DX時代を生き抜くための効果的な人材育成とは
第2回 組織のゴールを見据えてスタートラインに立つ

 

2021年10月22日

デジタルテクノロジービジネスユニット ITMSセクター
井上 覚
鈴木 大介 日高 基成 浦田 康弘

 

第1回 IPA「デジタル時代のスキル変革等に関する調査レポート」に見る人材育成の方程式』では「アビームコンサルティングが考える人材育成の方程式」についてご紹介させて頂いたが、第2回目となる今回は、「組織の方向性」と「個人の方向性」の合わせ方について、もう少し深堀していきたい。

「組織の方向性」と「個人の方向性」の合わせ方

「組織の方向性」と「個人の方向性」を合わせるには、組織として求めるIT人材像を明確にすることが必要だろう。図1は標準的な組織に求める人材像定義から育成計画策定までの流れであるが、各企業の整理状況に応じて、どのSTEPから始めるべきか違ってくる。
 

図1 組織に求める人材像定義から育成計画までの流れ

図1 組織に求める人材像定義から育成計画までの流れ

STEP1 IT業務整理
まず、自社で実施している・今後実施していくIT業務を整理することから始める。なお、ここで言うIT業務とはIT部門が担当している仕事だけを指すのではなく、IT戦略や企画構想など業務部門などで担うIT関連業務も含んでいる。これらの整理にあたっては、業務マニュアルなどから詳細な業務フローなどを起こすことは必要ない。業務整理が目的ではなく、業務を行うための必要なスキルを導きだすことが、このSTEPの作業の目的だからだ。目安としては、IT戦略策定やプロジェクト管理業務、要件定義などの単位で業務の概要が記載されているレベルで良いだろう。

STEP2 IT人材像・スキル定義
次に対象業務に対して、遂行に必要なスキルを定義する。これはIPA(独立行政法人情報処理推進機構)から発行されている「iコンピテンシ ディクショナリ」を参考にするのも良いだろう。ただし、「iコンピテンシ ディクショナリ」は、詳細且つ膨大な量となっているため、網羅するというよりは、自社にとって重要と思えるものに絞り込むことが望ましい。スキルが定義できたら、次はIT人材像の定義である。定義したスキル・業務をカバーする人材像を定義するが、多くの人材像を定義しすぎると何を目指して良いかが曖昧になる恐れがあるため、自社にとってわかりやすい主要な人材像に絞り込んで定義することをお勧めする。

STEP3 現状把握
IT人材像・スキル定義が済んだら、現場のメンバーに対してスキルの調査を実施する。

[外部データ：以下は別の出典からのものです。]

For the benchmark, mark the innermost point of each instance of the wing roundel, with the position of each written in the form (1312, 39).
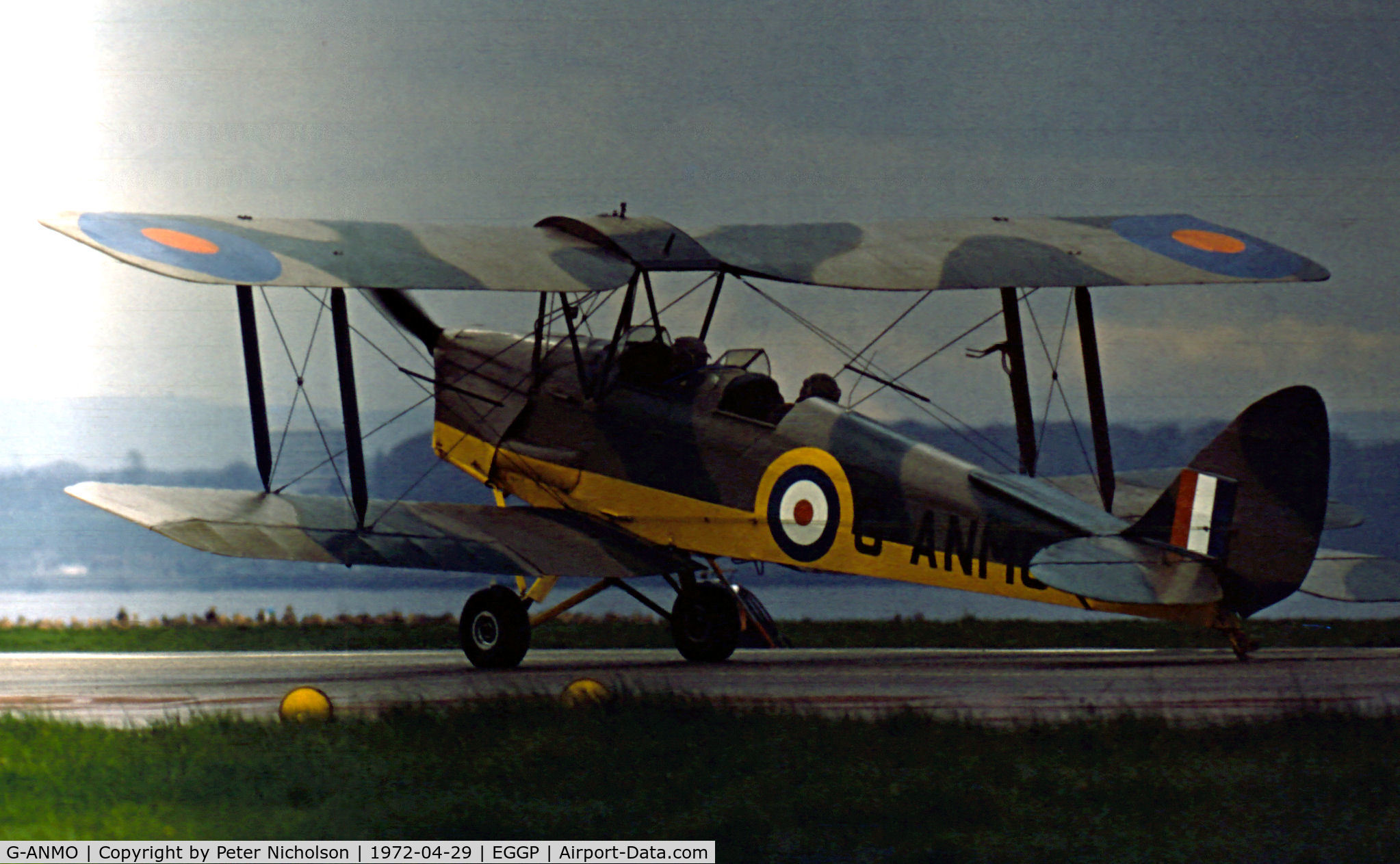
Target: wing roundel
(599, 254)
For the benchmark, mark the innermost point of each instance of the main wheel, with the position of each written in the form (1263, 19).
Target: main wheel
(705, 622)
(495, 629)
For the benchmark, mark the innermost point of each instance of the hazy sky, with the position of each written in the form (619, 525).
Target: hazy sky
(1271, 116)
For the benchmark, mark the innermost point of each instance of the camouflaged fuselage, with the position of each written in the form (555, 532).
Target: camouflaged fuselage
(666, 464)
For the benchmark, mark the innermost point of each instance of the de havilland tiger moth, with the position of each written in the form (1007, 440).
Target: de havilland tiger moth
(636, 454)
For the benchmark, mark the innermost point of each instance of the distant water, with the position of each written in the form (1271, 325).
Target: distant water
(820, 600)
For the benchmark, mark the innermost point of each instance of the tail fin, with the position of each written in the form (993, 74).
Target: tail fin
(1254, 501)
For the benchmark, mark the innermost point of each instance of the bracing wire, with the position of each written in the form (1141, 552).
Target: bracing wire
(1056, 384)
(968, 433)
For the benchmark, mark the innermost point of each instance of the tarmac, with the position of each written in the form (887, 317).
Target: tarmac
(991, 687)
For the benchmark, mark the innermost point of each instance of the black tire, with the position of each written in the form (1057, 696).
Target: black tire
(705, 622)
(495, 629)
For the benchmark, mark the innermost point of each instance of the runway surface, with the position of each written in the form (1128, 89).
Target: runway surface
(996, 687)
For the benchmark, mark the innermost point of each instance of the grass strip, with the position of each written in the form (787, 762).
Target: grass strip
(617, 632)
(768, 786)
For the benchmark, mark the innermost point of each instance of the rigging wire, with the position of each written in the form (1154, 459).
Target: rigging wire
(968, 433)
(1054, 380)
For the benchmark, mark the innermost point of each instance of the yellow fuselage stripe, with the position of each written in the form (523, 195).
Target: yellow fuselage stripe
(705, 528)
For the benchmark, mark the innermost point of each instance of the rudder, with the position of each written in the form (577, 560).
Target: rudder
(1254, 500)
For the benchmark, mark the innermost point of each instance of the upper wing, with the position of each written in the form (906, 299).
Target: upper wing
(566, 254)
(469, 538)
(1000, 252)
(349, 254)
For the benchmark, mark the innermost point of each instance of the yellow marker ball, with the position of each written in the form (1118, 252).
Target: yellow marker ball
(584, 692)
(306, 703)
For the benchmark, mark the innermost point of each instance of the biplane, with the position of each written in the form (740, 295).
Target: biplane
(636, 454)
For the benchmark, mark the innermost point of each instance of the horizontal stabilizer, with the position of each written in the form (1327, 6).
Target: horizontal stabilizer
(1354, 577)
(1137, 490)
(426, 535)
(1117, 571)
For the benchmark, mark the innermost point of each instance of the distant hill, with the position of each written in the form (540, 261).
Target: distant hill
(51, 541)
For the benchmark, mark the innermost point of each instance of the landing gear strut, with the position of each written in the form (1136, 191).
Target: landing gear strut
(705, 622)
(495, 629)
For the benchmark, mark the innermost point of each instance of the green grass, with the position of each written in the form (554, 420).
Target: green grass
(580, 632)
(768, 786)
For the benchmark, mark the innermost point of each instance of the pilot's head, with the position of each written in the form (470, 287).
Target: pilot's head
(689, 353)
(822, 387)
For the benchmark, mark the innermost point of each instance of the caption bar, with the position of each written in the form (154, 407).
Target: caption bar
(430, 852)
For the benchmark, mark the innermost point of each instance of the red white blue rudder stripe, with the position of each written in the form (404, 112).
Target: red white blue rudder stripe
(1204, 513)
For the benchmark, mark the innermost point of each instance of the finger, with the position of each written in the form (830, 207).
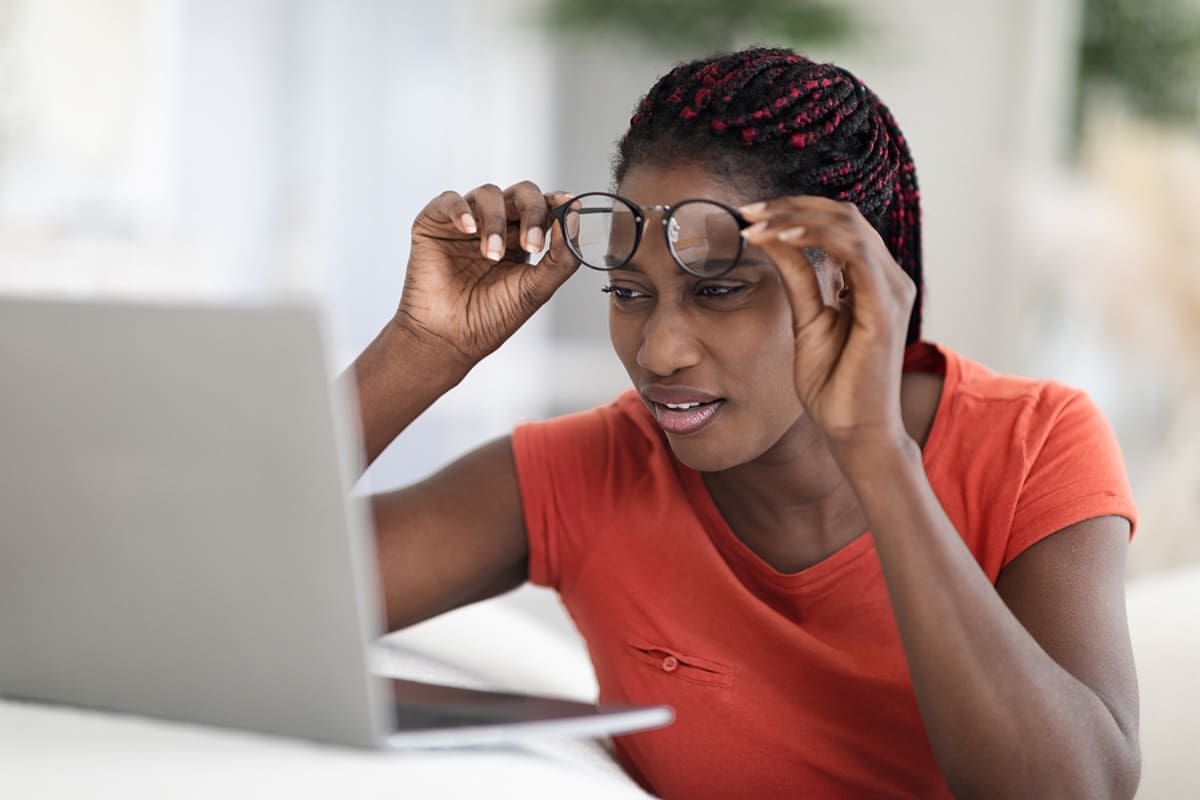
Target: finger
(450, 208)
(528, 205)
(873, 296)
(487, 205)
(799, 278)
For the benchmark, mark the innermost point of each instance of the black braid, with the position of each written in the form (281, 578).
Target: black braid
(780, 124)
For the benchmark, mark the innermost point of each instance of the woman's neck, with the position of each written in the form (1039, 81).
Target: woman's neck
(792, 505)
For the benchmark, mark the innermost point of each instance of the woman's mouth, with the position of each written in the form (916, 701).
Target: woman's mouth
(683, 419)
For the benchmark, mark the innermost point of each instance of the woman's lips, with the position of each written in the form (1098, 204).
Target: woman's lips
(682, 421)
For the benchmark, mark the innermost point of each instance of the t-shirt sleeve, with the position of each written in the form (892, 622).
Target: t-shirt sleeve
(1077, 473)
(563, 468)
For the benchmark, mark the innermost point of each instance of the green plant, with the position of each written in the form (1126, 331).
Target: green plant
(707, 25)
(1147, 52)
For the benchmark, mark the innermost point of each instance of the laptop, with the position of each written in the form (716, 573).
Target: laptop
(178, 536)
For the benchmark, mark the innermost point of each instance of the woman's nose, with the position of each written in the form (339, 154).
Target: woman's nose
(669, 341)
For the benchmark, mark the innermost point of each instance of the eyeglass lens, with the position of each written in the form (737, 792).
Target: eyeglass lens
(705, 238)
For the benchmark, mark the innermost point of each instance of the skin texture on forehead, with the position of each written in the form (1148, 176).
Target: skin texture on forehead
(738, 347)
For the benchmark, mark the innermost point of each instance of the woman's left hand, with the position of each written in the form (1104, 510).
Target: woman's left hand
(849, 348)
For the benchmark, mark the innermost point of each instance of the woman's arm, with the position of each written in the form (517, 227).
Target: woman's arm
(1026, 689)
(457, 536)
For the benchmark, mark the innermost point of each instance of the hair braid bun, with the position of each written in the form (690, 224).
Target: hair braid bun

ただし、いきなり全社員を対象に実施するのではなく、事前に数名程度でトライアルチェックを実施することをお勧めする。トライアルチェックを通じて、チェックシートやマニュアルのわかりやすさや、チェックに掛かる時間を確認しておくことで、事前にQAリストを作成したり、説明会の開催を検討したりと本番運用で混乱をしなくて済むだろう。また、集計結果の分析については役職別や年齢別など、多角的に実施することで自社としての弱い部分(強化するべき対象)がより見えてくる。組織全体としての平均とのGAPなどをフィードバックすることで、自身の現状のポジションの理解にも役立つだろう。

STEP4 育成計画策定
最後に、現状把握により、見えてきた組織及び個人として足りていないスキルについて、強化していく施策を検討する。社内外のトレーニングや推奨資格を紐づけ展開することで、個人やその上司が、必要なスキルを補うために何をするべきか、何を助言するか、目安にもなるだろう。半期・年度の目標設定をされている企業も多いと思うが、その中で個人としてどこを伸ばすかも目標として掲げさせるのも良いだろう。このようにして組織の方向性を考慮した上で、個人の育成目標とその目標達成に必要なことを明らかにすることで、組織と個人の方向性が連動していく。

よくある問題とその解決策

このような取り組みは企画側(組織の目線)で推進することが多いが、現場側からの抵抗を受け、形骸化することがよく起こる。 起こりがちな問題に対して、事前に考慮の上進めることが必要である。
 

図2 起こりがちな問題に対する手立て

図2 起こりがちな問題に対する手立て

① 目的の明確化と丁寧な説明・浸透
何のためにこの活動をするのか、明確に目的を定義することが必要である。組織としての目的だけでは現場には受け入れがたいだろう。個人の目線に立った目的も掲げておくことが重要だ。また、段階的に小規模なグループに対して、説明会を実施するなど丁寧な説明も心掛けた方が良い。

② 現場を巻き込んだ推進
この取り組みの真の成功は、いかに現場に受け入れられるかであろう。出来上がったものを現場に展開するのではなく、作る段階から現場側のメンバーにも推進体制に参画してもらい、一緒に作っているという状況を作り出すことが重要だ。また参画するメンバーは育成に対して強い思いを持っているメンバーが良いだろう。参画したメンバーが後々のエバンジェリスト(伝道者)になっていくはずである。

③ シンプルな設計
自社に必要だからと数百項目近いスキルを定義し、それらを運用するために膨大な量のガイドライン・マニュアルを作成しても、通常業務が忙しい中、協力してくれる人は少ないだろう。できる限り、シンプルな人材像・スキル定義や運用プロセスとするべきだ。また、文章も教科書的ではなく、できる限りわかりやすい文章で記載しておくことが望ましい。

④ 定着化するための仕掛け作り
育成施策を検討する際には、形骸化させないための仕掛けの検討も考慮する必要がある。スキルアップや人材像へ到達した場合に評価がアップするなど評価制度に連動させることや、人材像認定制度として社内外へ周知するなど、個人がモチベーションを維持して取り組めるようにすることが重要である。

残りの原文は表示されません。